ASAS

Uma manhã como outra qualquer, daquelas rotineiras e insossas, que tem a lentidão de todas as manhãs. O tempo é mais intenso e caminha mais rápido depois do meio dia; até esse horário, sempre me parece que ainda é ontem. Incapacidade de viver o presente, ou biorrítmo próprio?

A melodia antiga, revestida de um significado tão atual, repetia-se em meu coração "...take me back to my own love."

Enquanto buscava estímulo para a ação, inesperadamente, vi algo chocar-se contra a parede da sala e cair no chão, num frouxo ruído surdo. Uma borboleta? Não. Um beija-flor. Aproximei-me, cautelosa, para tentar pegá-lo, evitando assim que ele ficasse se debatendo e viesse a se machucar (outas vezes isoo já acontecera, a avezinha saíra voando assustada e eu tivera necessidade de ir atrás, tentando espantá-la para fora, abrindo portas e janelas). Para minha surpresa, ele permaneceu quieto, não só permitiu ser tocado, como também se aninhou em minha mão. Já fora de casa, em vez de voar, ali continuou, a me olhar.

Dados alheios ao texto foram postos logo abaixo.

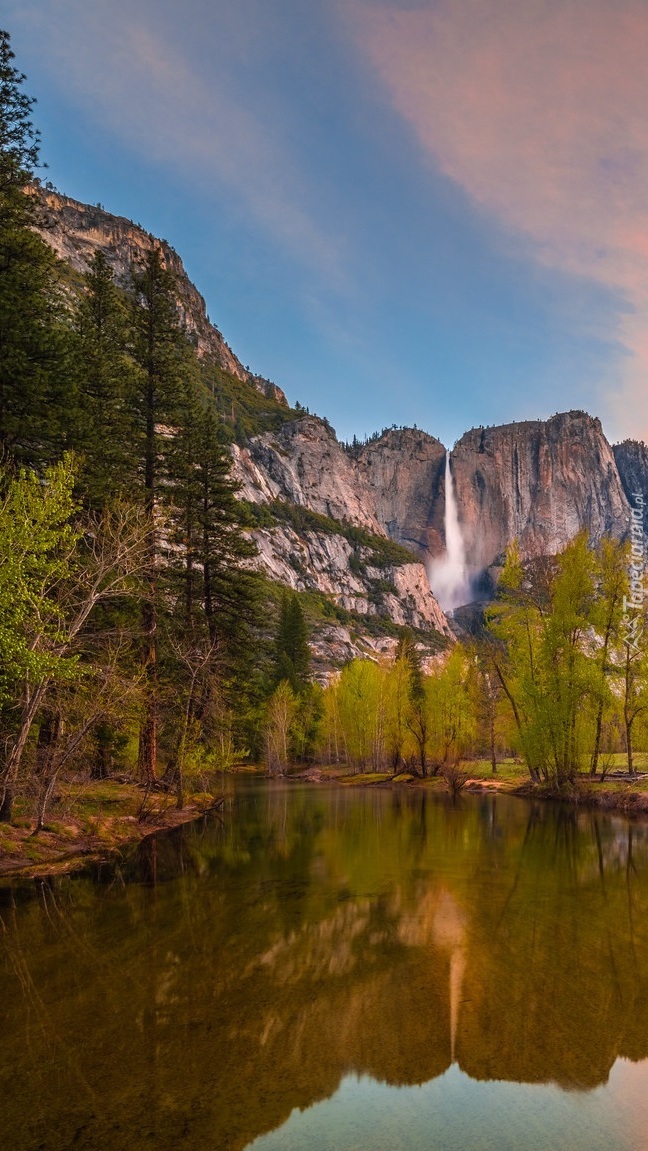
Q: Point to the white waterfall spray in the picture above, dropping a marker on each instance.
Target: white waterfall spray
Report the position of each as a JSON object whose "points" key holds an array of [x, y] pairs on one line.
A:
{"points": [[448, 574]]}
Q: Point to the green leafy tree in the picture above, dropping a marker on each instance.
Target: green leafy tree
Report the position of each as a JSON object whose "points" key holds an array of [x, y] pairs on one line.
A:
{"points": [[542, 619], [55, 570]]}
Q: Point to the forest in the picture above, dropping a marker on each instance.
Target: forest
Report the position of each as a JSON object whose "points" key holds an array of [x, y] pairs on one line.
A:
{"points": [[135, 635]]}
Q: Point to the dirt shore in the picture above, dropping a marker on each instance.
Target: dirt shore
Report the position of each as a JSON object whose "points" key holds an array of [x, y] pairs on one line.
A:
{"points": [[69, 843]]}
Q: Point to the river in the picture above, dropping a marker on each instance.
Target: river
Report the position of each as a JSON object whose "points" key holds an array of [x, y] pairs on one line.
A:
{"points": [[336, 969]]}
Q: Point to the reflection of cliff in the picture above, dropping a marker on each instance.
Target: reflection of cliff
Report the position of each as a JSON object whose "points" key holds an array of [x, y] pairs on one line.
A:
{"points": [[313, 936]]}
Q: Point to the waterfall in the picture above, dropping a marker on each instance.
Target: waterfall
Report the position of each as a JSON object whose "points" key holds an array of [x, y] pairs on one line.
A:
{"points": [[448, 574]]}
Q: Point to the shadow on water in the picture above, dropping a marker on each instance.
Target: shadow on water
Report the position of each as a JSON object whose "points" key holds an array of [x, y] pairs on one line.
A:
{"points": [[222, 975]]}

Observei-o em sua beleza, em sua fragilidade, atenta ao colorido das penas, ao formato das asas e da cauda, à cabeça pequenina, ao longo bico entreaberto, mostrando a língua quase a lembrar um fio de linha; senti seus olhinhos a estudar-me, os pés procurando firmeza sobre meus dedos.

Eu permenecera com a mão no ar, práticamente imóvel, saboreando cada segundo da observação como se fosse o último, fugidio fluir do tempo num encontro tão especial. Arrisquei um movimento com a outra mão. Fiz-lhe um carinho, aceito sem susto, enquanto continuava a me olhar piscando, quase a dormitar. Eu hesitava entre o desejo de levá-lo para dentro, de retê-lo por mais tempo próximo a mim, agasalhado entre as mãos em concha, e é verdade clara, em minha mente, que é da natureza da ave ser livre e voar.

Talvez um dia, eu tenha experimentado a substância viva da barata, como G.H. ou talvez ela tenha, ao preceder-me, feito a prova, não somente por si mesma, mas também por mim, para poupar-me da experiência crua. O fato é que eu já pisara o solo sagrado e já vivera a "paixão segundo N.H.", sem morte, sem a substância viva a ser engolida, mas tão profunda e contundente que me encontrava pronta para entrar em comunhão com o beija-flor, purificada para unir meu sentimento ao dele, permitir-me a constatação (se a verdade não faz sentido, é da natureza humana buscá-la e expressá-la, num ensaio da revelação da vivência interior).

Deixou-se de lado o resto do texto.